Pour faire la preuve de l’éventuelle nocivité du bruit éolien pour l’homme, l’académie estime indispensable que soient entrepris deux types d’études comportant la mise au point d’une procédure réalisant l’enregistrement, sur une période longue de plusieurs semaines, du bruit induit par les éoliennes dans les habitations ainsi qu’une enquête épidémiologique sur les conséquences sanitaires éventuelles de ce bruit éolien sur les populations.

En attendant les résultats de ces études, l’académie recommande aux pouvoirs publics de suspendre, à titre conservatoire, la construction des éoliennes d’une puissance supérieure à 2,5 MW situées à moins de 1500 mètres des habitations et de modifier l’article 98 de la loi n°2003-590 du 2 juillet 2003 urbanisme et habitat pour que les éoliennes, dès qu’elles dépassent une certaine puissance, soient considérées comme des installations industrielles, et que leur implantation soit désormais soumise à une réglementation spécifique tenant compte des nuisances sonores très particulières qu’elles induisent.
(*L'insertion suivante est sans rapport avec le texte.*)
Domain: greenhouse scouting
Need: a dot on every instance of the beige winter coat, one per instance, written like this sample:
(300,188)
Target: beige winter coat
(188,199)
Il lui demande donc quelles mesures il entend prendre, le cas échéant, pour faire réaliser ces études et modifier la législation applicable.

Réponse du Ministère de l’écologie, de l’énergie, du développement durable et de la mer, en charge des technologies vertes et des négociations sur le climat publiée dans le JO Sénat du 06/08/2009 –
L’Académie de médecine a publié un avis proposant, au titre du principe de précaution, d’interdire la construction d’éoliennes de puissance supérieure à 2,5 MW à moins de 1 500 mètres des habitations. Afin d’avoir une expertise sur le sujet, une mission a été confiée à l’Agence française de sécurité sanitaire environnementale et du travail (AFSSET), qui a rendu son rapport le 31 mars 2008.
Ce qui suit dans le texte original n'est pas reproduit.